%matplotlib inline
import sys
sys.path.append('..')
sys.path.append('../geostatsmodels')
This notebook is an effort to replicate the lessons found here: http://people.ku.edu/~gbohling/cpe940/Variograms.pdf
We'll do all of our imports here at the top.
Note: This is a work in progress, and is in the process of being updated to support Python 3+.
import numpy as np
import pandas as pd
from geostatsmodels import utilities, kriging, variograms, model, geoplot
import matplotlib.pyplot as plt
from scipy.stats import norm
We're going to fetch the data file we need for this exercise from the following URL:
http://people.ku.edu/~gbohling/geostats/WGTutorial.zip
Subsequent runs of this Notebook should use a local copy, saved in the current directory.
cluster_file = 'ZoneA.dat'
column_names = ["x", "y", "thk", "por", "perm", "log-perm", "log-perm-prd", "log-perm-rsd"]
z = pd.read_csv(cluster_file, sep=" ", skiprows=10, names=column_names)
P = np.array(z[['x','y','por']])
Let's make a plot of the data, so we know what we're dealing with.
fig, ax = plt.subplots()
fig.set_size_inches(8,8)
cmap = geoplot.YPcmap
ax.scatter(z.x/1000, z.y/1000, c=z.por, s=64, cmap=cmap)
ax.set_aspect(1)
plt.xlim(-2, 22)
plt.ylim(-2, 17.5)
plt.xlabel('Easting [m]')
plt.ylabel('Northing [m]')
th=plt.title('Porosity %')
Let's verify that our data is distributed normally.
hrange = (12, 17.2)
mu, std = norm.fit(z.por)
ahist=plt.hist(z.por, bins=7, density=True, alpha=0.6, color='c', range=hrange)
xmin, xmax = plt.xlim()
x = np.linspace(xmin, xmax, 100)
p = norm.pdf(x, mu, std)
plt.plot(x, p, 'k', linewidth=2)
title = "Fit results: mu = %.2f, std = %.2f" % (mu, std)
th=plt.title(title)
xh=plt.xlabel('Porosity (%)')
yh=plt.ylabel('Density')
xl=plt.xlim(11.5, 17.5)
yl=plt.ylim(-0.02, 0.45)
import scipy.stats as stats
qqdata = stats.probplot(z.por, dist="norm", plot=plt, fit=False)
xh=plt.xlabel('Standard Normal Quantiles')
yh=plt.ylabel('Sorted Porosity Values')
fig=plt.gcf()
fig.set_size_inches(8, 8)
th=plt.title('')
What is the optimal "lag" distance between points?
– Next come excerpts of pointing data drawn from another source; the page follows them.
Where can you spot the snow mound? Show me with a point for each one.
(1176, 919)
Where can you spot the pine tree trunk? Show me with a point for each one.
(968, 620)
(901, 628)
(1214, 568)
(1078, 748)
Use the utilities scattergram() function to help determine that distance.
pw = utilities.pairwise(P)
geoplot.hscattergram(P, pw, 1000, 500)
geoplot.hscattergram(P, pw, 2000, 500)
geoplot.hscattergram(P, pw, 3000, 500)
Here, we plot the semivariogram and overlay a horizontal line for the sill, $c$.
tolerance = 250
lags = np.arange(tolerance, 10000, tolerance*2)
sill = np.var(P[:, 2])
geoplot.semivariogram(P, lags, tolerance)
Looking at the figure above, we can say that the semivariogram levels off around 4000, so we can set the range, $a$, to that value and model the covariance function.
svm = model.semivariance(model.spherical, [4000, sill])
geoplot.semivariogram(P, lags, tolerance, model=svm)
We can visualize the distribution of the lagged distances with the laghistogram()
function.
geoplot.laghistogram(P, pw, lags, tolerance)
If we want to perform anisotropic kriging, we can visualize the distribution of the anisotropic lags using the anisotropiclags()
function. Note that we use the bearing, which is measured in degrees, clockwise from North.
geoplot.anisotropiclags(P, pw, lag=2000, tol=250, angle=45, atol=15)
geoplot.anisotropiclags(P, pw, lag=2000, tol=250, angle=135, atol=15)